Урсула Ле Гуин - На последнем берегу
— Там, в пещере, слышится чей-то голос?
— Голос моря.
— Но оно произносит какое-то слово!
Ястреб прислушался, потом взглянул на Аррена, потом снова посмотрел в сторону пещеры.
— Что именно ты услышал?
— Оно говорило: Ахм.
— В Истинной Речи это слово означает «начало» или «давным-давно». Но мне сейчас слышится скорее Охб, что значит «конец»… Эй, посмотри-ка вперед, что это там? — неожиданно оборвал свои пояснения Ястреб. И в тот же миг Аррен закричал предупреждающе:
— Отмель!
И хотя «Зоркая» пробиралась среди бесконечных опасных мест осторожно, как кошка, оба они настолько оказались заняты, управляя своим судном, что вскоре и пещера, и загадочное слово, звучавшее в громоподобных вздохах моря, остались далеко позади.
Наконец в проливе стало глубже, они вышли на простор из фантасмагорического нагромождения скал. Прямо по курсу возвышался, подобно гигантской сторожевой башне, остров. Утесы вокруг него были черны и казались слепленными из многочисленных цилиндров или столбов, подогнанных плотно, как мозаика; все цилиндры были правильной геометрической формы, с ровными краями и ровными поверхностями. Эта невообразимая черная стена поднималась над морем почти до небес.
— Замок Калессина, — пояснил волшебник. — Так называли его драконы, когда я много лет тому назад встречался с ними на этих островах.
— Кто такой Калессин?
— Старейший…
— Он построил этот замок?
— Не знаю. Не знаю, было ли это кем-то построено… Не знаю даже, сколько Калессину лет. Я говорю «ему», но не уверен, что это самец… По сравнению с Калессином Орм Эмбар — годовалый младенец. А ты да я — просто весенние мошки. — Он пристально оглядывал черные, поражающие воображение стены, и Аррен тоже с тревогой поднял голову, думая о том, что будет, если с такой высоты, из-за этой вот черной кромки внезапно упадет им на голову огромный дракон и настигнет их прежде собственной тени. Однако дракона не было. Они медленно проплыли по замершей воде в тени черных скал, так ничего и не услышав. Разве что волны шептались и шлепали по уходящим в глубину базальтовым колоннам Замка Калессина. Здесь было очень глубоко; прибрежные рифы кончились. Аррен правил лодкой, а Ястреб стоял на носу, внимательно осматривая утесы и ясное небо впереди.
Наконец лодка вышла из густой тени, отбрасываемой Замком Калессина, на солнечный полуденный простор моря. Они проплыли вдоль всей цепи островов под названием Драконьи Бега.

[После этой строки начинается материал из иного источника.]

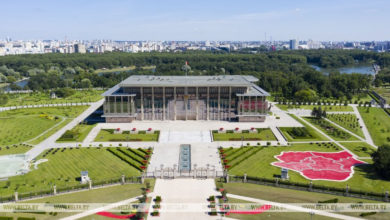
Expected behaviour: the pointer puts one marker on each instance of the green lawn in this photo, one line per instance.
(384, 92)
(259, 165)
(282, 195)
(76, 134)
(310, 133)
(102, 195)
(347, 121)
(15, 149)
(17, 126)
(378, 124)
(361, 149)
(106, 135)
(63, 168)
(328, 108)
(331, 130)
(44, 98)
(264, 134)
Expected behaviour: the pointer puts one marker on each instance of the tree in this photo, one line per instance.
(381, 159)
(86, 83)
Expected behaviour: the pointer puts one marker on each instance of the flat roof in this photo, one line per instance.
(220, 80)
(186, 81)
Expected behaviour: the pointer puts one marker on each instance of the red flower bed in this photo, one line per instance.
(334, 166)
(112, 215)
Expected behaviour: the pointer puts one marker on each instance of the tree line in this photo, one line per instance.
(284, 73)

Волшебник вскинул голову так, словно наконец увидел то, что искал: через бескрайнее залитое светом пространство небес мчался к ним на своих золотых крыльях дракон Орм Эмбар.
Аррен услышал, как Ястреб крикнул: Аро Калессин? — и догадался, что это значит, только не понял, что ответил волшебнику дракон. Аррен, как всегда, чувствовал, что почти понимает Истинную Речь, вот-вот поймет, словно когда-то знал все эти слова, но потом забыл. Не так, как бывает с совсем неизвестным тебе языком. Когда волшебник произносил слова Истинной Речи, голос его звучал гораздо звонче и отчетливей, чем когда он говорил на ардическом, и каждое отдельное слово было как бы окружено тишиной — подобно тому, как долго звучит отдельный, даже совсем слабый удар большого колокола. Зато голос дракона был скорее похож на гонг: звучный и одновременно какой-то пронзительный. Или на чуть шипящий звон цимбал.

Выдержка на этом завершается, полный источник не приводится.